From a distance, I thought I saw a labrador sitting patiently in the sun, but, on closer approach, it coalesced into a person of indeterminate gender, rising and falling, apparently worshipping the sunken sarsens that litter the Valley of Stones. With the solstice not far away, I wasn’t entirely surprised, but my dogs didn’t like it.
Dogs are squares, creatures of habit and convention. Like dull-witted policemen, they harbour suspicions. Difference disturbs them. Backpackers silhouetted against the sky, like monstrous hunchbacks; people with sticks, or large, floppy hats. They’ve been known to make angry little starts at people who merely limp, so pagans randomly prostrating themselves before rocks are the very Devil in a dog’s eyes.
Before I knew it, they were rushing the pagan and he was rising to his knees with a wary expression on his face — and a short white beard. Our eyes met. I said: ‘Are you a lichen inspector?’
Jocular, but acute — I get these flashes sometimes. I gather clues like Sherlock Holmes and make my deductions accordingly. Pagans don’t trim their beards so much, wear Lycra or carry a magnifying glass on a lanyard.
‘I study lichens,’ the lichen inspector agreed cautiously, subtly correcting my pronunciation.
I had said lichen to rhyme with Hitchin. He, knowing better, rhymed it with hikin’ or bikin’ and so, for the next half an hour, that was the pronunciation we used. ‘Actually,’ he added, ‘it’s not so much lichens themselves that interest me as the fungi they support.’
I felt that familiar pleasant buzz starting up at the back of my head as it does every time I listen to a specialist warming to a theme about which I know almost nothing. It’s something to do with the distance between their enthusiasm and my ability to absorb the information they impart so ingenuously. AA men, for instance, and opticians often give me the buzz, as did the lichen expert. I’m expected to listen and need to say nothing beyond the occasional encouraging grunt.
‘I’m slow on lichens, but I know enough about ticks to make your own head buzz’
He handed me a jeweller’s loupe and told me where to look. The stone was smooth and covered in various grey and yellow lichens. The lichen expert had visited the valley almost 30 years before, when the rock lichens were exactly the same.
These sarsens, he explained, are incredibly hard, so they attract a certain kind of lichen that will have been living on the same rock since the ice age that deposited them in our valley. Rock lichens are fantastically old, almost immortal. ‘What’s different now,’ he said, rolling up his sleeves and peering gloomily at his bare forearms, ‘are the ticks.’
That levelled the playing field. I’m slow on lichens, but I know enough about ticks to make your own head buzz. Round here, they sequester the tip of every frond of grass, waiting to drop into your wellington boots as you brush by.
You notice them first as an itch before you spot that familiar black dot, with a moustache, clamped to your skin.
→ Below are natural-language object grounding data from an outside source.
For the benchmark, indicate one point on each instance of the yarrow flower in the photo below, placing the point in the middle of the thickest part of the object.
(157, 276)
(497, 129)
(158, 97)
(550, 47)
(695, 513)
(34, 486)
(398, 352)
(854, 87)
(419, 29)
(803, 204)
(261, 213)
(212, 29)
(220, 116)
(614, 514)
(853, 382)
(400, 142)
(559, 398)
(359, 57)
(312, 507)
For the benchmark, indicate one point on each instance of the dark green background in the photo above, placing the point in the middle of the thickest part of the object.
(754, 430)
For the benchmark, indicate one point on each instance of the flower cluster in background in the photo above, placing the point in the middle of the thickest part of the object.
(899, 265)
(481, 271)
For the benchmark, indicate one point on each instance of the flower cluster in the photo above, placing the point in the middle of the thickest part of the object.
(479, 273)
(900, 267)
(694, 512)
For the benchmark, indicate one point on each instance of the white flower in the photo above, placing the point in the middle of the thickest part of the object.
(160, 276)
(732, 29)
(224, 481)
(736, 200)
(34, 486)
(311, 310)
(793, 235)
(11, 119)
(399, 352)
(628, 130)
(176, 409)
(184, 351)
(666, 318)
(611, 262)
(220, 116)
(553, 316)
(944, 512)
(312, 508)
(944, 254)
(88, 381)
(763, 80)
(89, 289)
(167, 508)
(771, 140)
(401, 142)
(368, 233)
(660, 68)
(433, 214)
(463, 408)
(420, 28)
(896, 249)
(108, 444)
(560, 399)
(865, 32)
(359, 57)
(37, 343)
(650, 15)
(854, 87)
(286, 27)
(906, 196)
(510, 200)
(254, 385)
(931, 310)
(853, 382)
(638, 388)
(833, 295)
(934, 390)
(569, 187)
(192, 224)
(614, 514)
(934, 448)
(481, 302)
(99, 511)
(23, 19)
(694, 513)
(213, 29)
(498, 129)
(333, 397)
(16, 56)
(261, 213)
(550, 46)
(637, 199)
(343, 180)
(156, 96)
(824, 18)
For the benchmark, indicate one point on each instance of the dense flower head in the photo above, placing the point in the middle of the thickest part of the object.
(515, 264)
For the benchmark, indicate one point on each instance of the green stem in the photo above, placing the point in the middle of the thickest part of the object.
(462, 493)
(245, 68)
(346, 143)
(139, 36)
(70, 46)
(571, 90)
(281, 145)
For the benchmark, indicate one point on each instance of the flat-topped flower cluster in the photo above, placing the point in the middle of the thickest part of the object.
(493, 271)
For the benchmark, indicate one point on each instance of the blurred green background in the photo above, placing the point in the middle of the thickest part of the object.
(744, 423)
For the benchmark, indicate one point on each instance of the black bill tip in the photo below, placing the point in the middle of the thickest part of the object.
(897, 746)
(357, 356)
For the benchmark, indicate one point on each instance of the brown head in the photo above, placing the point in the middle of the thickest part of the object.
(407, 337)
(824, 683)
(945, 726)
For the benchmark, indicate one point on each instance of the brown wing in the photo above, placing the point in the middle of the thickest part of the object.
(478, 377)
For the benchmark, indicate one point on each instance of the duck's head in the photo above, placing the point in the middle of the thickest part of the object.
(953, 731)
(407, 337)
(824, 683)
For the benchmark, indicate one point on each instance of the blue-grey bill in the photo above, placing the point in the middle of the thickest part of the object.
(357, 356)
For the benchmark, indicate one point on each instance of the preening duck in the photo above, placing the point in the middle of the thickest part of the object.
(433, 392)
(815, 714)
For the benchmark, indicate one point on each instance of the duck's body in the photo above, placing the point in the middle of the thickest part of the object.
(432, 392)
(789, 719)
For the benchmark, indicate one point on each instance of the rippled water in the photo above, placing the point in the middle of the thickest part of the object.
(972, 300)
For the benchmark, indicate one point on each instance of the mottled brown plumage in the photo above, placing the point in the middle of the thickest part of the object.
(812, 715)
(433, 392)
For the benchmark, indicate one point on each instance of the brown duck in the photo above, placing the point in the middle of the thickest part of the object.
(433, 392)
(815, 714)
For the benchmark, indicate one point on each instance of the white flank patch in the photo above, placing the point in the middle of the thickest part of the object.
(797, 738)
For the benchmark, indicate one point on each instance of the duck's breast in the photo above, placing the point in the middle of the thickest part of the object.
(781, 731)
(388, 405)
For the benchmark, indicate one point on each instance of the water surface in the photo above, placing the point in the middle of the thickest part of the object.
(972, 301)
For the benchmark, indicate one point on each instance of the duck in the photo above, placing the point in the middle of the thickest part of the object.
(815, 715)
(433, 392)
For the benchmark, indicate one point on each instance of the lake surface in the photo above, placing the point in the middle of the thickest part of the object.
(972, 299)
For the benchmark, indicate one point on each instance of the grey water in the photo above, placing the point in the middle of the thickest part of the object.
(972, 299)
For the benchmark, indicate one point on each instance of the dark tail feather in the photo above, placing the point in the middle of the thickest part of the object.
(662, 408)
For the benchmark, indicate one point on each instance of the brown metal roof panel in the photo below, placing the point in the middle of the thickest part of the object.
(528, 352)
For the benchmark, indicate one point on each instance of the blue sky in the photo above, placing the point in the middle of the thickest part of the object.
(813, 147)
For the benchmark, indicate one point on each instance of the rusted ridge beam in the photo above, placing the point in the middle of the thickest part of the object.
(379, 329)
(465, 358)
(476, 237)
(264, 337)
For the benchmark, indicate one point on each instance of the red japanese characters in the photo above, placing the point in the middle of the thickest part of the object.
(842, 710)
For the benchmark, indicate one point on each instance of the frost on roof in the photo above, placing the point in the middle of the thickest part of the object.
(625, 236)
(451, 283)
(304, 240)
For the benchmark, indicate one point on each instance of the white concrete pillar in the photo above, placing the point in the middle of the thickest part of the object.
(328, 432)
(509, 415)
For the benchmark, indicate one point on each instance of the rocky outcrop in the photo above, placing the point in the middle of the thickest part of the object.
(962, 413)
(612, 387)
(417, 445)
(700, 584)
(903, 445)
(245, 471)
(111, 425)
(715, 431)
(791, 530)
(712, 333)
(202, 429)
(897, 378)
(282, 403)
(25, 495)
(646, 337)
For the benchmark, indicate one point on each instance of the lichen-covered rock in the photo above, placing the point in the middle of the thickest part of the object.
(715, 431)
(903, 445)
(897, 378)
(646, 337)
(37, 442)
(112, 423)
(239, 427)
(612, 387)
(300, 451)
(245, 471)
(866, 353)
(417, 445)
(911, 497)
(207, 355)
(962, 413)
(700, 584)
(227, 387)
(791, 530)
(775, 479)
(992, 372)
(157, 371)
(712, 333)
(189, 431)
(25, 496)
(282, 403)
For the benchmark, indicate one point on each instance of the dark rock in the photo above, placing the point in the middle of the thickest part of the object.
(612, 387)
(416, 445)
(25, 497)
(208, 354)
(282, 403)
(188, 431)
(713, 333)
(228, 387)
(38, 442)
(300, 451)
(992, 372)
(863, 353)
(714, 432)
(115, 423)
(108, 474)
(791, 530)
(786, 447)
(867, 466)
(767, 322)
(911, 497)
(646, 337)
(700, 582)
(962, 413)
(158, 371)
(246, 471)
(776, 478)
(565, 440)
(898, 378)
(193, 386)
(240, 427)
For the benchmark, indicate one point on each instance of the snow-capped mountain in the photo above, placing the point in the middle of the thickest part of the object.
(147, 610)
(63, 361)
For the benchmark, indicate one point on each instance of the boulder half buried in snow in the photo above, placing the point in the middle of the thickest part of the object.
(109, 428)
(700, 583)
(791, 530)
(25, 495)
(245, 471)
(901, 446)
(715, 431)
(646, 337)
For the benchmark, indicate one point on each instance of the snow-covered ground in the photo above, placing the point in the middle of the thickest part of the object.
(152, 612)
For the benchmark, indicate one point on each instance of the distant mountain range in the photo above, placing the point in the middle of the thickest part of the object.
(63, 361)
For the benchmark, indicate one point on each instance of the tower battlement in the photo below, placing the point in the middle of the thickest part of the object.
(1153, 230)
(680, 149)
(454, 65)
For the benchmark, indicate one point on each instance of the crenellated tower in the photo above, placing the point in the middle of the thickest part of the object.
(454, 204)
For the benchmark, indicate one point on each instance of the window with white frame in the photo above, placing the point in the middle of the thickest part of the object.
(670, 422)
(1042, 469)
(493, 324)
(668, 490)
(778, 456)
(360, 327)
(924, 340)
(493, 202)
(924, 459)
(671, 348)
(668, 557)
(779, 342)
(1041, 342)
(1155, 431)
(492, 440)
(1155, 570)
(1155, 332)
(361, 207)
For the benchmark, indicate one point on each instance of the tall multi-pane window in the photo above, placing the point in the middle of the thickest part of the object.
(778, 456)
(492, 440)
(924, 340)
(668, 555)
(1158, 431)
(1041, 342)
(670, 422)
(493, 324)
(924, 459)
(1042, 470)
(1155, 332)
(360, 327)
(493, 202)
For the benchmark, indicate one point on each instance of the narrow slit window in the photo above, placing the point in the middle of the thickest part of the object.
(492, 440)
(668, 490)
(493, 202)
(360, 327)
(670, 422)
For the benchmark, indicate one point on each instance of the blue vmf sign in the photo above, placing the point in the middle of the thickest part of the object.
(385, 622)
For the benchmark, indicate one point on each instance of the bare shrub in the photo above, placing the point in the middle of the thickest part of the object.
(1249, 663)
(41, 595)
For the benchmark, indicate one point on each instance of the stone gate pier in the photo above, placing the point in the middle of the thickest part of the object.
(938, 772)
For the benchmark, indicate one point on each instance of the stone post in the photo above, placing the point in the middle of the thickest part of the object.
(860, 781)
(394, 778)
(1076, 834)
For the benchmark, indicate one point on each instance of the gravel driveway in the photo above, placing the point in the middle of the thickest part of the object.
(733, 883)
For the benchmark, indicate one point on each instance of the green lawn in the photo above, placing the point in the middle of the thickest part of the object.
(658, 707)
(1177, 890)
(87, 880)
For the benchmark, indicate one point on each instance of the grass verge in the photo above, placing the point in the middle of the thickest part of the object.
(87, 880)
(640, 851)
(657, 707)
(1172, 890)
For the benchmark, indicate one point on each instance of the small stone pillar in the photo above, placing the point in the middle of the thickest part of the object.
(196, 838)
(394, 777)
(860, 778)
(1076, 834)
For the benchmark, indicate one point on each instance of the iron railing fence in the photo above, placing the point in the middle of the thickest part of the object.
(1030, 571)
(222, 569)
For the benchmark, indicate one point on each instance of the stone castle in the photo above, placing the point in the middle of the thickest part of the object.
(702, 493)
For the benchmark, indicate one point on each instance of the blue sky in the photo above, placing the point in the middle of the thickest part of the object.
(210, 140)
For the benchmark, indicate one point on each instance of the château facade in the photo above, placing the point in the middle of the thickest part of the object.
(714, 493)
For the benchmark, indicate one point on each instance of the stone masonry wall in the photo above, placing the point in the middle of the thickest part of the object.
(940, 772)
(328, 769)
Vinegar, tweezers, the anti-clockwise twist — I generally yank them off. They’re still small, but they get bigger on the dogs and they come off looking very like Hitler.
The ticks seem to get worse every year, as do the diseases they carry. A friend of ours treats her Lyme disease with a near-daily dose of bee stings. Every month, she receives a little box through the post containing about 30 tired old bees. They live on water and sugar until her husband puts one on her back and encourages it to sting, after which it dies.
The sting, he tells me, has antibiotic properties and works at a level small enough to enter cells and destroy the pathogens lodged inside. It’s making my head fizz already.